Ne serait-ce que pour ce rappel de maints événements bien oubliés, cette publication collective consacrée au Yémen mériterait de retenir l’attention. Mais il s’agit, en fait, d’une véritable encyclopédie. Spécialiste éprouvé de la sociologie arabe, familier de l’Arabie depuis de longues années, le professeur Joseph Chelhod ne s’est pas contenté, comme c’est souvent le cas, de juxtaposer un certain nombre de monographies dues aux praticiens de diverses disciplines ; il a conçu de manière systématique, le plan de cette somme yéménite ; il en a équilibré et réparti entre des auteurs d’une compétence éprouvée les diverses parties ; il a lui-même établi la plupart des notices sociologiques et rédigé les articles de synthèse qui constituent l’armature des quelque mille pages de cette encyclopédie.
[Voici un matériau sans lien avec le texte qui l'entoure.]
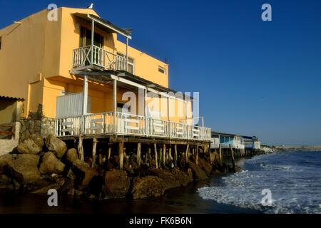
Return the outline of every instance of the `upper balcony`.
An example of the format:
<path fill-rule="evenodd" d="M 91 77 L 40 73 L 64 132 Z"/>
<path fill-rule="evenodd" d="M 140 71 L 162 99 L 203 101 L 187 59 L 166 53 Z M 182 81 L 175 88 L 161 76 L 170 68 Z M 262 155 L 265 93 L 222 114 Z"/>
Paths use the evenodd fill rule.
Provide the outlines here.
<path fill-rule="evenodd" d="M 108 21 L 86 14 L 73 14 L 79 21 L 91 26 L 91 30 L 87 29 L 83 40 L 83 46 L 73 50 L 72 68 L 73 71 L 88 68 L 100 68 L 111 71 L 128 71 L 128 40 L 131 39 L 131 29 L 123 29 L 113 25 Z M 99 28 L 106 33 L 113 33 L 125 36 L 126 39 L 126 53 L 119 55 L 108 51 L 102 46 L 102 41 L 97 41 L 95 30 Z M 98 35 L 99 36 L 99 35 Z M 103 38 L 103 37 L 101 37 Z M 97 44 L 98 43 L 98 44 Z M 99 45 L 100 44 L 100 45 Z"/>
<path fill-rule="evenodd" d="M 128 71 L 128 58 L 96 46 L 89 45 L 73 51 L 73 68 L 80 71 L 101 68 L 110 71 Z"/>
L’ouvrage expose avec beaucoup de précision les particularités religieuses du Yémen, qui juxtapose sunnites, de rite chaféite, chiites zeydites, ismaïliens, ainsi qu’une communauté juive dont l’émigration en Palestine commença bien avant la création de l’État d’Israël (II, p. 131) et qui est désormais extrêmement réduite ; l’émigration reste d’ailleurs, d’une façon générale, une des grandes données sociales et politiques du Yémen actuel. Le professeur Chelhod s’attache particulièrement, d’autre part, à faire ressortir les tenaces réalités tribales et coutumières qui subsistent dans ce Yémen contemporain ; il montre comment la tradition, d’inspiration bédouine, prévaut souvent, chez ces sédentaires, sur un droit islamique plus rigide. Mme Dominique Champault complète cet exposé sociologique par une enquête tout à fait remarquable sur les milieux féminins, chez lesquels on s’étonnera sans doute de voir coexister les traits les plus archaïques avec l’accueil empressé de certains apports occidentaux (III, p. 229-230), en sorte que des possibilités d’évolution relativement rapide ne sont pas exclues. Le complexe problème du qât, euphorisant typique de la région, n’est pas négligé (III, p. 259-276).
L’histoire politique et économique contemporaine fait l’objet de bonnes monographies. Peut-être regrettera-t-on, toutefois, que n’ait pas été analysé plus à fond l’écroulement de l’édifice tribal et sultanal sur lequel les Britanniques avaient misé, écroulement qui départagea, de manière inattendue, les mouvements nationalistes rivaux.
Si au moment de mettre cette encyclopédie en bibliothèque, pour consultation ultérieure, on ne devait en lire sur-le-champ que quelques pages, on suggérerait qu’il s’agisse de la synthèse établie par le professeur Chelhod sous le titre trop modeste de « Formation de la société yéménite » (II, p. 253-264). Il s’agit, en fait, d’une profonde réflexion sur le passé et l’avenir du Yémen : ni l’unification des deux Yémens, que maints traits frappants différencient cependant, ni l’entrée en jeu. dans cette région traditionnaliste, des « zélotes » de l’islam, ne seraient exclues a priori. Ces avertissements d’un observateur particulièrement compétent doivent retenir l’attention.